Stéphan Pezé, vous consacrez un ouvrage sur les risques psychosociaux[i], pourquoi avoir choisi ce sujet d'étude ?

Les risques psychosociaux sont encore un sujet fortement d'actualité. Nous avons, en effet, tous les jours des exemples nous démontrant que les risques psychosociaux (RPS) ne sont pas derrière nous. Que ce soit du fait de situations vécues comme stressantes, de conflits avec les clients ou usagers ou au travers de jurisprudences, nous constatons que les cas de harcèlement moral et sexuel sont encore nombreux.
 

L'effort de prévention a certes beaucoup progressé ces dernières années, via notamment l'action des pouvoirs publics, des partenaires sociaux et des organismes de prévention. De nouvelles approches se développent autour de la qualité de vie au travail (QVT), mais je constate que les demandes d'accompagnement à la mise en place de démarche de prévention des RPS ne tarissent pas.
 
Prenez par exemple le très actuel débat sur la reconnaissance du burn-out comme maladie professionnelle[ii]. Cela reste une préoccupation des salariés, de leurs représentants (notamment des membres du CHSCT) et des spécialistes RH - sans parler des managers qui sont encore trop souvent démunis face à ce sujet :

Comment appréhender les RPS de façon rigoureuse ?

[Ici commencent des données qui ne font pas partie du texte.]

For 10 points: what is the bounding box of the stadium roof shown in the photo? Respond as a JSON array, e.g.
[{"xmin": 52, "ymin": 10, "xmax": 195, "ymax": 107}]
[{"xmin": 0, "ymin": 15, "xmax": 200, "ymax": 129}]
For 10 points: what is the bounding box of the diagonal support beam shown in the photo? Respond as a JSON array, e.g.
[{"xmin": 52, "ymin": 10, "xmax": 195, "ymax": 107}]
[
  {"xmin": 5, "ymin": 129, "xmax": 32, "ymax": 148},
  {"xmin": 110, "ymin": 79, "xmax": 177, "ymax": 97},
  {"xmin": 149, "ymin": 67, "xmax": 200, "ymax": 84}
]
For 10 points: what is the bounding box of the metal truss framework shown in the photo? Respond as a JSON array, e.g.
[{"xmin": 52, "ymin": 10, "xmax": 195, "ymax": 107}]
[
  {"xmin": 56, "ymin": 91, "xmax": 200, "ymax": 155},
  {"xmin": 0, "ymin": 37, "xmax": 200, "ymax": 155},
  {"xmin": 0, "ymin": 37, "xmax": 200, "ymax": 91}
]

Quels sont les acteurs impliqués et quel est leur rôle respectif ?

Comment concilier prise en charge individuelle et mesures de prévention collectives ?

Quelles actions concrètes engager pour lutter contre ces risques ?

Jusqu'où aller dans l'ajustement, voire la transformation, de l'organisation du travail ?

Comment articuler l'évaluation des RPS avec le document unique d'évaluation des risques ?

Comment pérenniser la prévention des RPS dans une logique d'amélioration continue et face aux changements ?

Les risques psychosociaux sont souvent considérés comme individuels et subjectifs et étant difficile à appréhender : quel éclairage  apportez-vous ?


Sans nier le fait que nous sommes tous différents, que nous sommes tous susceptibles d'être plus vulnérables à certains moments de notre vie et que les RPS sont des phénomènes multifactoriels, il n'est pas possible d'agir durablement si l'on pense que la source des troubles psychosociaux est la supposée fragilité de certains membres du personnel. Proposer l'accès à des psychologues (au téléphone ou sur site) n'est pas une mauvaise chose en soi, mais cela revient à traiter les conséquences et non les causes des troubles psychosociaux. Il est important de se demander quels sont les facteurs d'ordre professionnel qui ont pu intervenir dans la genèse de ses troubles.
 
Pour cela, il faut également faire l'effort de quitter l'idée selon laquelle le stress serait causé par des causes lointaines que sont la mondialisation, la financiarisation, la crise - ou l'incompétence de certains managers.

En effet, de telles causes, bien que pouvant avoir une influence, sont majoritairement hors de portée des organisations. En tant que formateur ELEGIA,  je suis souvent amené à expliquer que le sentiment diffus de malaise qui existe dans les organisations ne peut être combattu que si on déplace l'analyse sur le travail réel : c'est à l'occasion de situations de travail, de tâches précises et délimitées, que les problèmes générateurs de troubles psychosociaux surviennent.

Il ne faut donc pas partir du profil psychologique des individus ou de l'environnement externe, mais du travail lui-même. En interrogeant les situations concrètes de travail, on peut trouver des solutions opérationnelles pour réduire et prévenir les RPS pour l'ensemble du personnel.

Quelle est votre approche des risques psychosociaux ?


Tout d'abord, je suis préventeur de métier. Mon regard sur les RPS se base donc sur le respect des principes généraux de prévention (article L 4121-2 du Code du travail).

J'aborde les RPS du point de vue de la mise en place d'une démarche collective, préventive et durable, pluridisciplinaire (psychologiques, sociologiques, médicales, juridiques, techniques, etc.) et favorisant le dialogue social et la participation du personnel. Il ne s'agit donc pas uniquement de détecter et gérer les salariés en souffrance, mais il s'agit aussi d'enclencher une démarche visant à prévenir les RPS à la source.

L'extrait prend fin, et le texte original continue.